Now we need a way to specify the “entry” of our “slide”. On a C=64 this would be done using self-modifying code. The operand of a JMP \$XXXX instruction will be replaced with the calculated address. This is not possible on systems like the Atari 2600, since the code is run in ROM. One option for example would be to use JMP (\$0080) after writing the entry point to \$0080 and \$0081.

My approach differs a bit from the usual way. RAM is scarce on the Atari, and I don’t want to “waste” up two of the 128 bytes available, when there is another way. When the CPU executes a JSR \$XXXX (jump to subroutine) command, it writes the current address to the stack. To be more specific, it is the address of the JSR command + 2 which is the return address – 1. And this is what I do: I write my entry point – 1 to the stack and use the command RTS (return from subroutine) to jump into the clock slide. So, I’m still using two bytes of RAM, but only for a short time, without the need to evaluate which two bytes are available at this point.
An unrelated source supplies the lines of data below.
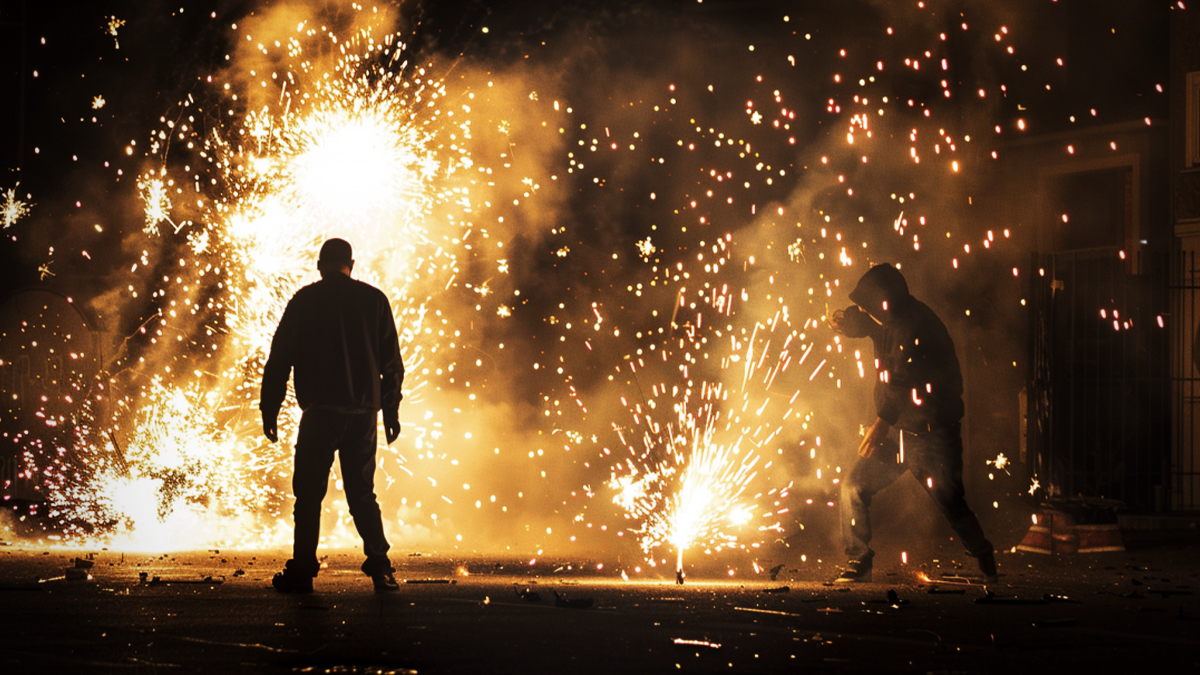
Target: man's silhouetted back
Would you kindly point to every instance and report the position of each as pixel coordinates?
(339, 338)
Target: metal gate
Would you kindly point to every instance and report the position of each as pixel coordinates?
(1099, 406)
(1186, 382)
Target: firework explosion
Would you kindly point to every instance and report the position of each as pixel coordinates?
(358, 145)
(690, 392)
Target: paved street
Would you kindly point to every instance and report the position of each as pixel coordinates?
(216, 611)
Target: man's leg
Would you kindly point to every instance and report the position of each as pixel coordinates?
(357, 453)
(864, 481)
(939, 466)
(315, 457)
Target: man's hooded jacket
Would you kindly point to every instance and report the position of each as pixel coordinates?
(340, 338)
(918, 386)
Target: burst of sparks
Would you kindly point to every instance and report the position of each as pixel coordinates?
(12, 208)
(112, 28)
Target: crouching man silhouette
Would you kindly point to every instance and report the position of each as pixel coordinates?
(918, 393)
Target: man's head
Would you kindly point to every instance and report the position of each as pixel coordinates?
(336, 257)
(881, 291)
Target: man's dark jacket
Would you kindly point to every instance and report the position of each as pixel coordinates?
(918, 386)
(340, 336)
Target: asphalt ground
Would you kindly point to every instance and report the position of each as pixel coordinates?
(216, 611)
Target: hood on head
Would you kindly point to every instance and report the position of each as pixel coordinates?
(881, 291)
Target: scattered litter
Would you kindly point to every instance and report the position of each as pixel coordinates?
(205, 581)
(756, 610)
(941, 643)
(576, 603)
(1167, 593)
(894, 598)
(689, 644)
(247, 645)
(990, 598)
(527, 595)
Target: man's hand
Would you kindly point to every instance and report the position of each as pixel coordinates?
(838, 321)
(874, 438)
(270, 426)
(852, 322)
(391, 425)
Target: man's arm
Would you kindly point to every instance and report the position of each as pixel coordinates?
(391, 371)
(276, 372)
(905, 383)
(853, 322)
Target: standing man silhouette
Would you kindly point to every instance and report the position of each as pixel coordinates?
(339, 336)
(918, 392)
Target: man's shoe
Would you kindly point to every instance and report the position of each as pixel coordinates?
(293, 579)
(384, 581)
(857, 571)
(988, 566)
(291, 583)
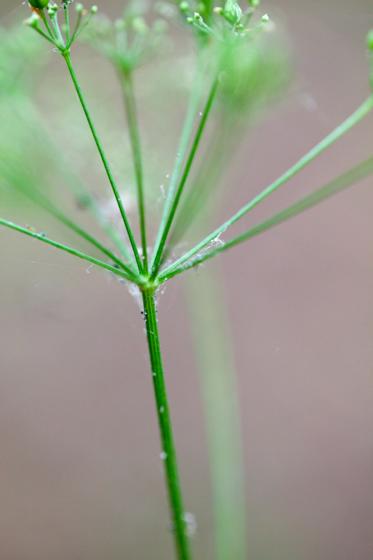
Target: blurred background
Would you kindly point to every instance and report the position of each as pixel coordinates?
(80, 474)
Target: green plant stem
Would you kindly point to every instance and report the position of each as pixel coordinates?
(188, 166)
(185, 137)
(70, 250)
(217, 375)
(344, 181)
(168, 454)
(104, 160)
(60, 216)
(349, 123)
(43, 202)
(134, 134)
(35, 119)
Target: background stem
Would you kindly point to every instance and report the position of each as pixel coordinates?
(213, 346)
(168, 454)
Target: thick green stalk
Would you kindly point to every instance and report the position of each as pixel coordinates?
(215, 359)
(342, 182)
(104, 160)
(188, 166)
(168, 454)
(134, 133)
(67, 249)
(342, 129)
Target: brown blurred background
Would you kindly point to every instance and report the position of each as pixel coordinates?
(80, 475)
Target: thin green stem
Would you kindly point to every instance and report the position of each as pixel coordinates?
(186, 135)
(344, 181)
(67, 21)
(188, 166)
(43, 202)
(85, 235)
(168, 454)
(104, 160)
(349, 123)
(47, 26)
(67, 249)
(134, 134)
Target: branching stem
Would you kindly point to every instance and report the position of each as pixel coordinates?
(194, 148)
(349, 123)
(134, 134)
(104, 161)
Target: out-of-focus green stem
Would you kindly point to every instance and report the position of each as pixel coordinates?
(214, 352)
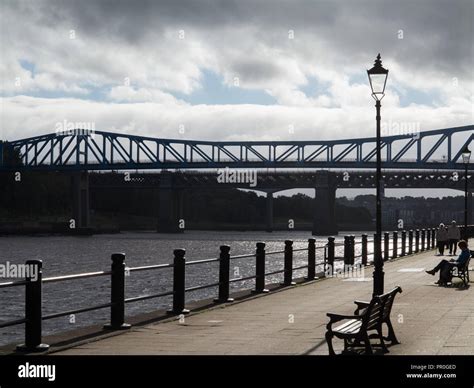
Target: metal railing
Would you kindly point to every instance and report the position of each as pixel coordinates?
(409, 242)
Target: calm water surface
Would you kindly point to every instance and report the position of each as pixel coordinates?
(63, 255)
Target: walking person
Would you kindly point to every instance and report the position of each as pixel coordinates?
(444, 267)
(454, 235)
(441, 238)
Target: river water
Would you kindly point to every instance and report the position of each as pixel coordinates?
(64, 255)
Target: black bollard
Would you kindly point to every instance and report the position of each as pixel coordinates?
(403, 242)
(33, 309)
(347, 250)
(288, 263)
(352, 250)
(311, 259)
(224, 269)
(417, 240)
(179, 283)
(423, 239)
(117, 294)
(260, 269)
(395, 245)
(364, 249)
(410, 241)
(331, 252)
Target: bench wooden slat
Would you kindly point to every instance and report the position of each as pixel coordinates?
(367, 317)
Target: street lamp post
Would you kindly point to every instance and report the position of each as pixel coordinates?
(378, 79)
(466, 156)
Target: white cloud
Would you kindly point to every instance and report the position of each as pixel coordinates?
(24, 116)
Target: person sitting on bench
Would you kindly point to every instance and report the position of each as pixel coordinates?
(445, 266)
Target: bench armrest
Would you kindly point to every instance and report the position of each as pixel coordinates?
(333, 318)
(360, 306)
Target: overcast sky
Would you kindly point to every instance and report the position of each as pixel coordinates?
(253, 70)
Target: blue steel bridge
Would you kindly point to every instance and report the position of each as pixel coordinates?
(113, 151)
(427, 159)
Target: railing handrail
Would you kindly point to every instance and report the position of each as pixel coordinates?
(417, 240)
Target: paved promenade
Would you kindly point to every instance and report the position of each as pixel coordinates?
(427, 319)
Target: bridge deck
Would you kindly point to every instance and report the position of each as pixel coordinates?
(427, 319)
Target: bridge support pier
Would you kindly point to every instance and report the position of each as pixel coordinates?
(170, 206)
(324, 221)
(470, 207)
(269, 212)
(80, 200)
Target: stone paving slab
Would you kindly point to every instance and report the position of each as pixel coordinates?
(427, 319)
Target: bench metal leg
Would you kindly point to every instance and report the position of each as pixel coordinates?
(391, 334)
(382, 343)
(329, 342)
(368, 346)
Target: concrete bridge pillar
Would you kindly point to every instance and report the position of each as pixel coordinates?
(170, 206)
(470, 208)
(80, 199)
(324, 221)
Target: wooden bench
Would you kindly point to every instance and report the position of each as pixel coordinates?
(369, 316)
(462, 272)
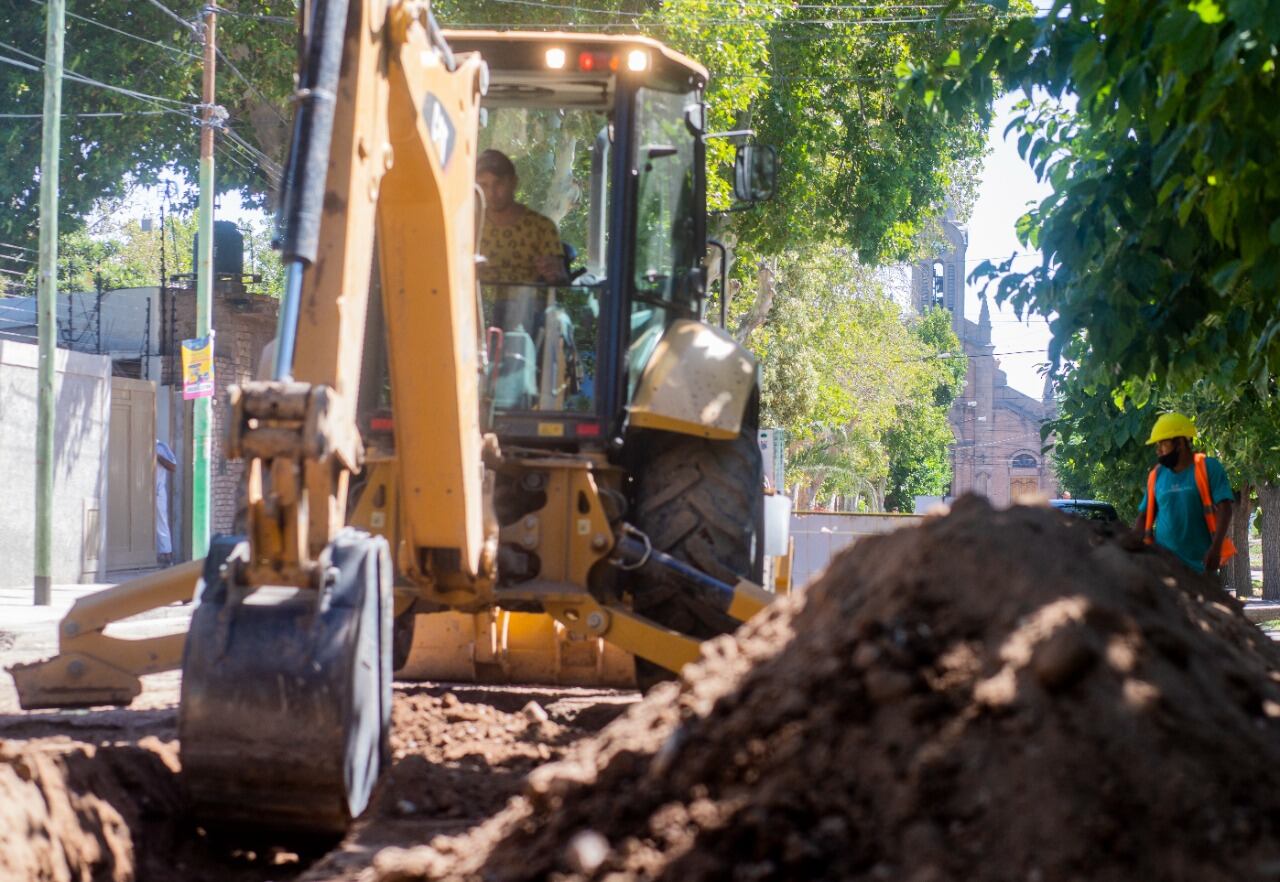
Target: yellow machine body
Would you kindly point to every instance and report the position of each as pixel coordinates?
(402, 160)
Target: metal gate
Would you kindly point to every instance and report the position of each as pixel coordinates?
(131, 494)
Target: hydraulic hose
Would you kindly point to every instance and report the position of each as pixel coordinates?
(302, 202)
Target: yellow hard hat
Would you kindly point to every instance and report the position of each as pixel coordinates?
(1171, 425)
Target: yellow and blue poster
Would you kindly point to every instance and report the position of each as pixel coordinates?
(197, 368)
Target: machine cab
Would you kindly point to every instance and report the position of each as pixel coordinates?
(592, 232)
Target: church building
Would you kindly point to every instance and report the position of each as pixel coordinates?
(997, 447)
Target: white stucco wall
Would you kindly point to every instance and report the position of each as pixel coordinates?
(82, 396)
(821, 535)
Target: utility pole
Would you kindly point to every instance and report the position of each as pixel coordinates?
(202, 407)
(46, 300)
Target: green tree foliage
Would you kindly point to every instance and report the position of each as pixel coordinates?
(856, 165)
(919, 447)
(127, 46)
(1155, 122)
(860, 393)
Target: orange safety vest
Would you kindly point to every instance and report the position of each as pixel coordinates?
(1206, 499)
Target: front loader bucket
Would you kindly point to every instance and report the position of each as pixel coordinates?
(503, 647)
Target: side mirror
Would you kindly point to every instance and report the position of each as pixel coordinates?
(755, 172)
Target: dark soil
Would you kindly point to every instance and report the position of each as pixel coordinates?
(991, 697)
(96, 796)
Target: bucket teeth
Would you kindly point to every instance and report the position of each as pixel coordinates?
(286, 697)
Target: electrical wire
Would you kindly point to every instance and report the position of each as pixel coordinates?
(187, 24)
(273, 19)
(88, 81)
(716, 22)
(595, 10)
(126, 33)
(254, 88)
(92, 115)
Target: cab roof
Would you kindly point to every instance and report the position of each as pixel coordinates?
(520, 54)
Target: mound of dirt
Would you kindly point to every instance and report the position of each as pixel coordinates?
(992, 695)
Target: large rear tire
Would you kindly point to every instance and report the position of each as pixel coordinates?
(699, 501)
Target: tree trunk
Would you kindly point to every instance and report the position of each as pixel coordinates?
(759, 311)
(1239, 570)
(1269, 499)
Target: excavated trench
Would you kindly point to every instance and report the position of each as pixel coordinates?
(95, 796)
(993, 695)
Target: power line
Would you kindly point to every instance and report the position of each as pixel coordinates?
(718, 22)
(188, 26)
(87, 81)
(273, 19)
(624, 13)
(92, 115)
(126, 33)
(254, 88)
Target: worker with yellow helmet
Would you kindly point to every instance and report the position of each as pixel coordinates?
(1188, 502)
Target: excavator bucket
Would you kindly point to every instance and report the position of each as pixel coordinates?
(508, 647)
(286, 694)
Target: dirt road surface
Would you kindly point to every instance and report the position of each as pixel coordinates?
(95, 795)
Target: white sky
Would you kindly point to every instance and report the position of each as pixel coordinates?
(1006, 188)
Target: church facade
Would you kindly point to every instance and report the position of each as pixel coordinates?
(997, 442)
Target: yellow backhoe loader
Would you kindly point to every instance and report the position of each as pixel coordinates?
(452, 474)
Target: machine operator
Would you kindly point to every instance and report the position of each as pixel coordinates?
(519, 243)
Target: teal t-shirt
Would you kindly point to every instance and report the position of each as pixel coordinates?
(1179, 513)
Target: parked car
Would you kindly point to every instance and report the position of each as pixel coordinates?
(1091, 510)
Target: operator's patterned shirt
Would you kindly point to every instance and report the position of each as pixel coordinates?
(512, 251)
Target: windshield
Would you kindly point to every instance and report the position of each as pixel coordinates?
(543, 236)
(543, 173)
(667, 247)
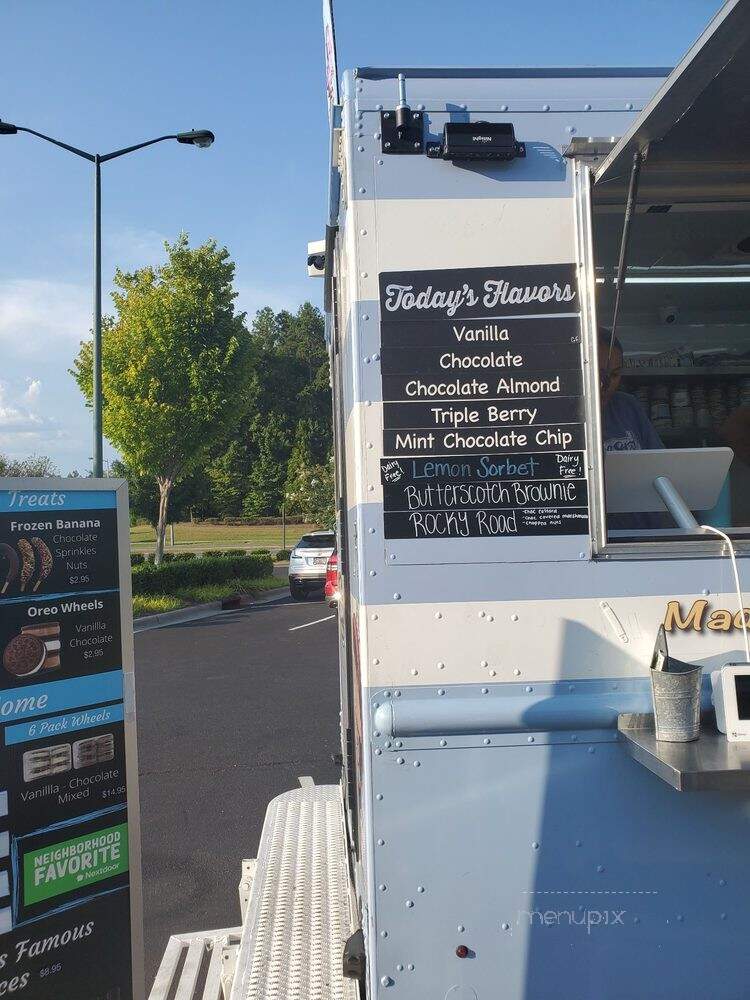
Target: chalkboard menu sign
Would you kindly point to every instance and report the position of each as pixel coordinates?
(68, 863)
(483, 420)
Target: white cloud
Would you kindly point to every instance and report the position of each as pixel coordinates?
(33, 388)
(38, 317)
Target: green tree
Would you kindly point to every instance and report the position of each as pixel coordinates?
(175, 363)
(265, 491)
(313, 494)
(227, 478)
(300, 461)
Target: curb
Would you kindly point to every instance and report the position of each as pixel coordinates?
(199, 611)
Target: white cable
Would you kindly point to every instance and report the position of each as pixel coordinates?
(728, 540)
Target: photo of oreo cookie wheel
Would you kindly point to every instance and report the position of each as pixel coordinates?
(24, 655)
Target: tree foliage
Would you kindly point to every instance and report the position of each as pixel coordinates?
(175, 364)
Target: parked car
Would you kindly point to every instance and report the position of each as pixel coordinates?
(308, 561)
(332, 580)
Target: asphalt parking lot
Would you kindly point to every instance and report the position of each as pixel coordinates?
(231, 710)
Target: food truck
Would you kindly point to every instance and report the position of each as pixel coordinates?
(537, 286)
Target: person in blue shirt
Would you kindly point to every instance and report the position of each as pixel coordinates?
(625, 425)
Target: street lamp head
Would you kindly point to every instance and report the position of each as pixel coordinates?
(198, 137)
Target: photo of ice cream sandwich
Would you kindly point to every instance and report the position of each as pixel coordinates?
(95, 750)
(45, 762)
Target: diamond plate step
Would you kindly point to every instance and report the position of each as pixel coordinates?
(300, 910)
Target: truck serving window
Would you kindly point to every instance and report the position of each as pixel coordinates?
(671, 244)
(675, 382)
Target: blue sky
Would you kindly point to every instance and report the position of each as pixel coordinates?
(105, 75)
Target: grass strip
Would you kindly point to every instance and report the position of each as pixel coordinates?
(151, 604)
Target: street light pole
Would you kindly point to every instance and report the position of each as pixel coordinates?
(97, 353)
(197, 137)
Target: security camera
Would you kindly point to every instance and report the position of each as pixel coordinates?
(668, 314)
(316, 259)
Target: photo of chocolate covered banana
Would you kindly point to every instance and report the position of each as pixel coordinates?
(43, 560)
(28, 561)
(10, 565)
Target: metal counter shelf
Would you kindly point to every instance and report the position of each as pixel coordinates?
(710, 763)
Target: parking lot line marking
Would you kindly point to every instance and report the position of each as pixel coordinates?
(307, 624)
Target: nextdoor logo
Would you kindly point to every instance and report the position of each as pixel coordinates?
(73, 864)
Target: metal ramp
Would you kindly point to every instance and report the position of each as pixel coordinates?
(297, 912)
(300, 911)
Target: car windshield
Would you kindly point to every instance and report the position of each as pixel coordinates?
(323, 541)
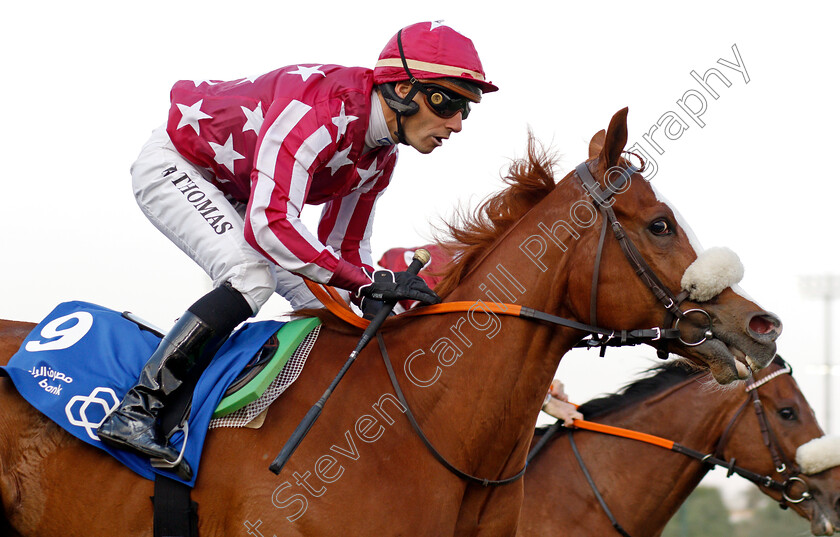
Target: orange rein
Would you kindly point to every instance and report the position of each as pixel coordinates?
(330, 298)
(624, 433)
; the X register specifies how many of the
; 15 clock cycles possible should be skipped
LDA #>clockslide
PHA
TXA
CLC
PHA
STA WSYNC ; <= this syncs to start of next scanline
clockslide:
RTS
CMP #\$C9
CMP #\$C9
CMP #\$C9
CMP #\$C9
CMP #\$C9
CMP #\$C9
CMP \$EA
realcode:
; and here the real code continues

This approach still has one problem: between “clockslide” and “realcode”, no page crossing may occur. If this were the case, I’d have to increase the high byte on the stack by one. But since the position of the code segments is under my control, I left this out as an exercise for the reader.